Brain and artificial neural networks

People have long been interested - how is it all arranged in our heads? Are there words written in the brain? Or are pictures drawn there?

Neurobiology studied these questions, but its methods were limited, research on the brain down to individual neurons is extremely complex, practically impossible. A breakthrough in this area occurred only in the last decade, with the development of artificial neural networks, which have already earned the name "artificial intelligence." Although computer neural networks are built on a completely different computing hardware, unlike the human brain, at a fundamental level they perform calculations on the same principles, so research on computer models has confirmed the conclusions of neuroscience and greatly advanced it.

In a neural network (artificial or natural), there are no analogues of files with texts or archives of photos (this was determined by neurobiologists quite a while back).

Data about the world in the form of texts (written or spoken words), images (videos), sensations, etc., enter the neural network from the sense organs (or from a disk, or from sensors, input devices) and undergo another transformation (they are encoded) there.

Information in the neural network is stored as a huge number of changing connections between neurons and their weights (connection strengths). Information about one sign is distributed over a large area of the brain, information about the next sign is in another area, overlapping with the first, information about an image or a whole situation covers even larger areas. As a result, each new second of learning (our life) leads to changes in the entire volume of the neural network, something in it is preserved in a transformed form, something disappears, something is distorted.

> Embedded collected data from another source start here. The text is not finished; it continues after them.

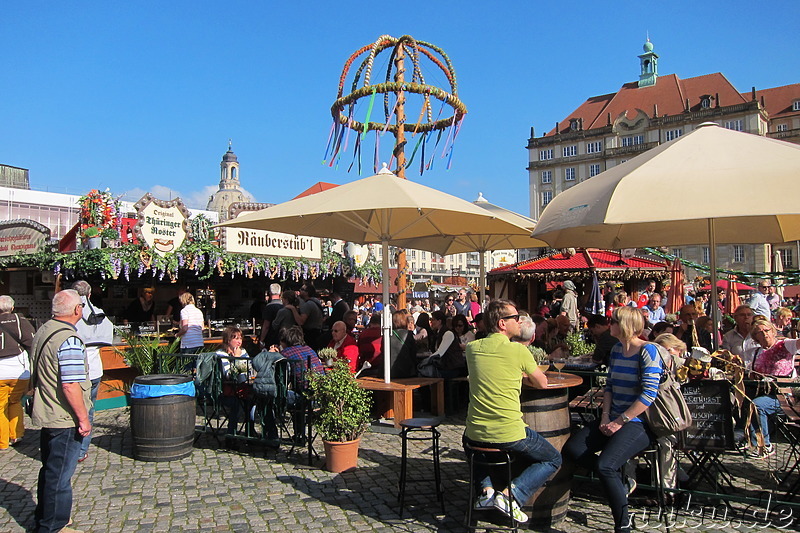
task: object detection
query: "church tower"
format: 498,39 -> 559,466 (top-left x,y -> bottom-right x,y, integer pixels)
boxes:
206,141 -> 251,221
637,38 -> 659,88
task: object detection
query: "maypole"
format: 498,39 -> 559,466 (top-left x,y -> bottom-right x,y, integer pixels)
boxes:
328,34 -> 467,311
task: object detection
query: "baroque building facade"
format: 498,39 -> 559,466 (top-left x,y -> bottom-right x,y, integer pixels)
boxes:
206,142 -> 252,222
527,40 -> 800,277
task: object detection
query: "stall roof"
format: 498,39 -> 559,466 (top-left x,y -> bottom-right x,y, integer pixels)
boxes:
489,248 -> 667,281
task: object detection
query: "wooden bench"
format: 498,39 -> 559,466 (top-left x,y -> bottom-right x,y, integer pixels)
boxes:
569,385 -> 604,424
357,377 -> 445,428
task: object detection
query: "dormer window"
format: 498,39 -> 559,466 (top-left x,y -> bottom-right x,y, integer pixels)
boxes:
569,118 -> 580,131
700,95 -> 713,109
793,101 -> 800,112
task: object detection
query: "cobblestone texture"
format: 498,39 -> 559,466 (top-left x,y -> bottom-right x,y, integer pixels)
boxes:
1,406 -> 797,532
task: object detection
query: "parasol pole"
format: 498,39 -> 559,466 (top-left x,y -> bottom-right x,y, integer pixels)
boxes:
382,238 -> 392,383
708,218 -> 720,350
393,41 -> 408,312
479,250 -> 487,313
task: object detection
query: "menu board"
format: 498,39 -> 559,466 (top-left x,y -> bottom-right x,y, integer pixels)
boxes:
680,380 -> 734,451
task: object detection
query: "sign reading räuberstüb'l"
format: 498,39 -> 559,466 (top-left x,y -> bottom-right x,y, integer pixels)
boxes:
221,203 -> 321,260
133,194 -> 190,256
0,219 -> 50,257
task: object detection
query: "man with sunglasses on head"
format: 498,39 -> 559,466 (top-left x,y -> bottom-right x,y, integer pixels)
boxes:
30,289 -> 91,533
463,299 -> 561,524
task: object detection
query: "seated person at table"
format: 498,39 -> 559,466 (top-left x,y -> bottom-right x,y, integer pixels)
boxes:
429,310 -> 467,378
269,326 -> 324,440
563,306 -> 662,533
362,310 -> 417,379
588,314 -> 618,366
513,314 -> 546,363
216,326 -> 248,376
744,318 -> 800,459
216,326 -> 250,434
463,299 -> 559,524
357,313 -> 383,371
413,312 -> 433,351
328,321 -> 358,372
653,333 -> 688,501
674,304 -> 712,352
453,314 -> 476,351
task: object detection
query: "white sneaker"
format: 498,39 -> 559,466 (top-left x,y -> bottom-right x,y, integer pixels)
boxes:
761,443 -> 776,458
493,492 -> 529,523
474,488 -> 495,510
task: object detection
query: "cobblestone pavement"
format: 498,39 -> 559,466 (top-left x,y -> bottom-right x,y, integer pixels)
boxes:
2,406 -> 799,532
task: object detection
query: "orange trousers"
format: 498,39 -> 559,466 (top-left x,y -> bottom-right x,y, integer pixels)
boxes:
0,379 -> 29,448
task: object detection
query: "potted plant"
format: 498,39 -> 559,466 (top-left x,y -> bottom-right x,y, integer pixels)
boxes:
101,227 -> 120,247
307,358 -> 372,473
83,227 -> 102,249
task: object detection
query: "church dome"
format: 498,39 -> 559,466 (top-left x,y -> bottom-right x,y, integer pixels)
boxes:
222,148 -> 238,163
643,40 -> 654,53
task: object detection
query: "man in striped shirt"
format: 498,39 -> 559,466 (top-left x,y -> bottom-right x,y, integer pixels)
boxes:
30,289 -> 91,533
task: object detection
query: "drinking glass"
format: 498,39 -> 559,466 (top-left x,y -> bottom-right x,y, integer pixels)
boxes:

The representation of ideas with this understanding of the principles of the neural network has also turned out to be quite formal. We have already discussed it when discussing the approach of computational linguistics to conceptual space and its density. The points mentioned there in a multidimensional space - that is the result of the neural network's work. Based on the processing of some information, the brain neurons (or only a part of it) come to a certain state, and a group of such similar states (a cloud of points) is perceived as "justice," while another group of states, which the brain can enter after receiving different information, is perceived as "sadness."

Although neurobiology has long understood these processes in general, it was very difficult to imagine them, and the power of our brains as a computing system remained a mystery. Could such a seemingly chaotic process eventually generate our thinking, our ability to remember, act, work with signs and ideas, be creative? Experiments with artificial neural networks have confirmed - yes, everything is indeed so. Even a computer neural network, which is tens of thousands of times less computationally powerful (in terms of the number of neurons) than the brain, is capable of demonstrating extremely complex thinking. It may not be creative, may not even be intellectual, but it will be a full-fledged operation with signs and images without the ability to store and process them as a regular computer does or as people do in the exocortex (on paper or on a computer screen).

Distributed representations go beyond the scope of our course, we will not discuss what happens inside agents (humans, animals, computers). We will simply state "we see," "we imagine," "we interpret," "we think," understanding that inside the neural network there are huge computations, built according to special rules, very different from what happens outside our brains.

Outside, external representations and communication between agents remain symbolic, so we will continue discussing sign systems.

However, the cutting edge of scientific research and modern technology today lies precisely in the field of neural networks, and the understanding of their relationship with sign systems is far from complete. Perhaps, someday direct connections between neural networks will make all our theories about signs and meanings in text (verbal) communication simply unnecessary.